A: The symptoms were similar. Through getting people involved we brought in the two largest freshmen classes in 20 years, and had the first overall enrollment increase in a decade. That doesn't happen overnight. You don't lose that many students overnight and you don't gain them back overnight. Enrollment is a perception issue. It's important that parents and students know what we have to offer and that we follow through with that.
Q. What would you say to New Orleans parents and high school students?
A: I want them to know we have extremely high quality programs. Our students are employed in music and art and accounting and engineering, and get great jobs. The employability, the value of our degree is very high. And the risk — the debt load — is very low.
Q. Over 80 percent of the faculty and the UNO student body supported you for this job. The other finalist was from government, not academia. "Disruption" is a popular theme in American life and politics right now, but what does academic experience bring to the role?

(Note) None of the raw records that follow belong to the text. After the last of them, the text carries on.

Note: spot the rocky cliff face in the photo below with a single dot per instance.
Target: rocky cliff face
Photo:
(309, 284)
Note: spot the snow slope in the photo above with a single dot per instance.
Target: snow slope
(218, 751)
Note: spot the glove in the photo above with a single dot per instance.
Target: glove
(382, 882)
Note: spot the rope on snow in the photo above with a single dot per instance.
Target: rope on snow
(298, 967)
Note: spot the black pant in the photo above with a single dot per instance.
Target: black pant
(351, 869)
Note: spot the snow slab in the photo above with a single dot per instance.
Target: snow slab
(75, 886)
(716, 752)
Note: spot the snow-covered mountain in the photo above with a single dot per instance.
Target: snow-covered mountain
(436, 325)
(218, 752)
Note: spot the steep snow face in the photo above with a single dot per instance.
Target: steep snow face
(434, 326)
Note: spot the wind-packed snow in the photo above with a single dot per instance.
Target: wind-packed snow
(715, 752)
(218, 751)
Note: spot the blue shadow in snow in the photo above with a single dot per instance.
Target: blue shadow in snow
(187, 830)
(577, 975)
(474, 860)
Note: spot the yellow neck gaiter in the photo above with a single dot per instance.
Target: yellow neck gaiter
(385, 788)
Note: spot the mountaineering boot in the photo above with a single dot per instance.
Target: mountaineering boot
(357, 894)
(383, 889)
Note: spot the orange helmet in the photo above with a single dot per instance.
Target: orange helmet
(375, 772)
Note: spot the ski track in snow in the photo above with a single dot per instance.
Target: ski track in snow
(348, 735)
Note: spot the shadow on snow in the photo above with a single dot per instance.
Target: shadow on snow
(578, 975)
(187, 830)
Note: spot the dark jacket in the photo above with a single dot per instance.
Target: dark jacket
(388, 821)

A: The president is responsible for handing a student that degree, for the promotion and tenure of faculty. That I've been through that, that I'm capable of teaching and researching, is a value respected among the faculty and students. Is higher ed a business? Our practices need to be more business-minded outside the classroom and the lab. But when we're in the classroom, when we're in the lab, we're teaching. There are learning outcomes. That is not a business. That's where things really are different. And we have both things happening on this campus.